I wanted to make some advanced logic available, easily configurable via a database, in a couple apps that I’ve been working on recently.
Honestly, I could have just stored the code in the database and eval’d it — but no, I don’t want to take the risk of arbitrarily executing code. I could have done some gymnastics like running it in a network-less container with defined inputs and outputs. I could have made the configuration more capable. What I decided to do in the end, though, was to write an extremely compact domain-specific language (DSL).

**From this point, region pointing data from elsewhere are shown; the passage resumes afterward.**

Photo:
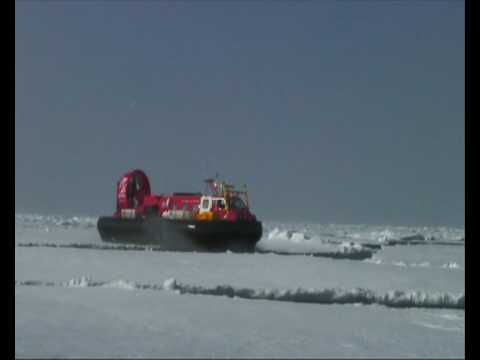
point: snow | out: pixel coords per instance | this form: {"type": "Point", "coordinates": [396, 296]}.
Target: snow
{"type": "Point", "coordinates": [76, 296]}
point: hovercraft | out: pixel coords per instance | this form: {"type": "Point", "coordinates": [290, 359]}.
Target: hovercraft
{"type": "Point", "coordinates": [219, 219]}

To write this DSL, I chose a Lisp-style syntax due to its dead-simple parsing. The basic idea is to parse the string for tokens, generate an abstract syntax tree (AST), then just recurse through the AST and run whatever code is required.
In one example, I wanted to have an extendible SQL WHERE clause, with a very limited set of operators — AND
, OR
, LIKE
, =
.
(and (like (attr "person.name") (str "%Keita%")) (= (attr "person.city) (str "Tokyo")))
This example will generate the SQL WHERE clause:
((person.name LIKE '%Keita%') AND (person.city = 'Tokyo'))
Here’s pseudocode for how I write the parser / interpreter for this:
COMMANDS = {
"and": (left, right) => { return f"(({left}) AND ({right}))" }
"or": (left, right) => { return f"(({left}) OR ({right}))" }
"like":(left, right) => { return f"(({left}) LIKE ({right}))" }
"=": (left, right) => { return f"(({left}) = ({right}))" }
"str": (str) => { return escape_sql(str) }
"attr": (str) => { return escape_sql_for_attr_name(str) }
}
def parse_ast(code):
# parse the "code" string into nested arrays:
# "(1 (2 3))" becomes ["1", ["2", "3"]]
...
def execute_node(ast):
cmd = ast[0]
argv = ast[1:]
resolved_argv = [ execute_node(x) for x in argv ]
return COMMANDS[cmd](*resolved_argv)
def execute(code):
ast = parse_ast(code)
execute_node(ast)
As you can see, this is a very simple example that takes the DSL and transforms it in to a SQL string. If you wanted to do parameterized queries, you might return a tuple with the string as the first element and a map of parameters for the second, for example.
The ability to map the language so closely to the AST, and being able to evaluate the AST just by recursion, makes this implementation simple and easy to write, easy to extend, and easy to embed in existing applications. While I probably won’t be switching to writing Common Lisp full time (for practical reasons), I definitely do get the appeal of the language itself.
This tool isn’t something I use all the time. It’s probably something that should be used very sparingly, and in specific circumstances. That said, it’s a good tool in my toolbox for those times for when I want to have on-the-fly customizable logic without the security concerns of using eval
, or the complexity of creating a sandboxed environment for potentially unsafe code.
Last note: while this solution may be more secure than eval
, it is definitely not 100% secure. In the simple example above, we do escape strings so SQL injection shouldn’t be a problem, but it doesn’t check if the column defined by the attr
function is valid, or if the user is allowed to query information based on that column or not (although something like that would be possible). I would not use something like this to process completely untrusted input.